After spending plenty money on go fast mods I decided it’s time to spend some money on making my car handle better. It seems most people tend to start with sway bars, struts, or springs so I started looking into those a bit more. After giving these options some thought, I decided sway bars would be the better choice since they aren’t too expensive and would be an easy install. I went to the ‘for sale’ forums at IWSTI looking for some sway bars and noticed a group buy for the CarLab X-Brace.

I didn’t know much about the x-brace but when I clicked on the thread I saw lots of very positive comments about this brace. I did a site search for the x-brace and even more info came up on how wonderful this mod is and some people were saying this was the perfect first suspension mod for them. The price was about the same as getting both front and rear sway bars and it sounded like I would get more benefit from the brace so I decided to join the group buy and bought the brace.

Before I explain the tricky install process, I do want to say that CarLabs customer service is superb.
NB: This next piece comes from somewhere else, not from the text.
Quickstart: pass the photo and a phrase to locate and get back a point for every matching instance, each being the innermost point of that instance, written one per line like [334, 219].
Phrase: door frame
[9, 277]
I ended up cross-threading the turnbuckle to one of the poles and when I gave CarLabs a call they immediately shipped me out a replacement free of charge! If I ever need something else for my car, I’ll make sure to check if they make it first. Ok, back to the install. When I first tried to install the parts I didn’t use anti-seize on the turnbuckle and while I was tightening one side I seized the threads. I talked to Andrew at CarLab on the phone and his thought was maybe there was some residue in the pole and when I screwed the turnbuckle in it cause the resistance which led to the cross-threading.

After I received the replacement parts I tried this install again. This time, I read some info from others who installed the brace and followed their instructions. One guy (and these are the instructions I followed) recommended test fitting the brace on the car before trying to install it because in his case the bottom bolt hole on the brace didn’t line up to the car frame. I did as he said and found out I too had the same issue. I had to burrow a dremel tool from a friend to make the hole larger and then everything fit correctly.

The install took my friend and I about 2 hours after we fixed the hole with the dremel. Over all it wasn’t too bad, there were just parts we had to keeping tinkering with to get things to align correctly. After the install I reattached my seat belts, reinstalled my back seat, and went for a drive. My first impression was I could definitely feel the back end tighter. The feeling of the back end wanting to slide out during a turn is not there anymore. I’ve only had about a week of driving around with this on the car so I haven’t had a chance to really test it out but so far I’m happy with the results. My only issue so far is I hear slight vibration in the back some times. I’ll probably take out my seats and make sure everything looks right this or next weekend. I do know the poles are really close to the frame of the car so maybe during a turn they end up touching? I’ll have to do more investigating.